Two ways to submit spark on yarn

Source: Internet
Author: User


As with Yarn-cluster mode, the entire program is submitted through the Spark-submit script. However, the operation of the yarn-client operation does not need to be encapsulated by the client class to boot, but instead calls the job's main function directly through the reflection mechanism. Here's how to analyze:
1, through the Sparksubmit class of launch function directly invoke the job's main function (through the reflection mechanism implementation), if the cluster mode will call the client's main function.
2, and the main function of the application must have a sparkcontent, and initialize it;
3, in Sparkcontent initialization will do the following things: Set the relevant configuration, registration Mapoutputtracker, Blockmanagermaster, Blockmanager, Create TaskScheduler and Dagscheduler; it is more important to create TaskScheduler and Dagscheduler. When creating TaskScheduler, we choose Scheduler and Schedulerbackend according to the master we pass in. Since we chose the yarn-client mode, the program will chooseYarnClientclusterscheduler andYarnClientschedulerbackend, and willYarnClientschedulerbackend instance initialization Yarnclientclusterscheduler, the above two instances are obtained through the reflection mechanism, The Yarnclientschedulerbackend class is a subclass of the Coarsegrainedschedulerbackend class, and Yarnclientclusterscheduler is a subclass of Taskschedulerimpl. Just rewrite the Getrackforhost method in Taskschedulerimpl.
4. After initializing TaskScheduler, the Dagscheduler will be created, and then the TaskScheduler is started through Taskscheduler.start ().
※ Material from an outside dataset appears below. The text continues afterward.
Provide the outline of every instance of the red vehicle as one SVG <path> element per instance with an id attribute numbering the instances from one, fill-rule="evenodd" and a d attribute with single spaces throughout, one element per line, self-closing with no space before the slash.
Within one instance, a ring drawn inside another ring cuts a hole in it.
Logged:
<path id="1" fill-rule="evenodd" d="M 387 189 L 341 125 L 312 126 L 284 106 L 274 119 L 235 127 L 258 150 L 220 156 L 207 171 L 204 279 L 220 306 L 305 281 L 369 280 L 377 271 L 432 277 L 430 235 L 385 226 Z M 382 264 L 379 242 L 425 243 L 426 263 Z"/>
The Start method of Schedulerbackend is also called during TaskScheduler startup. During Schedulerbackend startup, parameters are initialized, encapsulated in clientarguments, and encapsulated clientarguments into the client class and Client.runapp () method to get the application ID.
5, Client.runapp inside to do is and the frontClient to operateSimilar to that section, the difference is that it starts in the Executorlauncher (yarn-cluster mode is Applicationmaster).
6, in the Executorlauncher will initialize and start the amclient, and then to Applicationmaster register the application. After registration, you will be waiting for driver to start, and when driver is started, a Monitoractor object will be created for and Coarsegrainedschedulerbackend Communicate (only events addwebuifilter their communication, and the task's health is not communicated through it and Coarsegrainedschedulerbackend). Then it is set Addamipfilter, when the job is completed, Executorlauncher will set the application status to finalapplicationstatus.succeeded through Amclient.
7, the allocation of executors, which the distribution of logic and yarn-cluster inside similar, no longer said.
8. Finally, the task will run in Coarsegrainedexecutorbackend, and then the health will notify Coarsegrainedscheduler through Akka until the job runs.
9, in the operation of the time, Yarnclientschedulerbackend will be every 1 seconds through the client to obtain the operation of the job, and print out the corresponding operation information, when the state of application is finished, Failed and killed, then the program exits the wait.
10, finally a thread will reconfirm the state of the application, when the state of application is finished, failed and killed one, the program is completed, and stop Sparkcontext. The whole process is over.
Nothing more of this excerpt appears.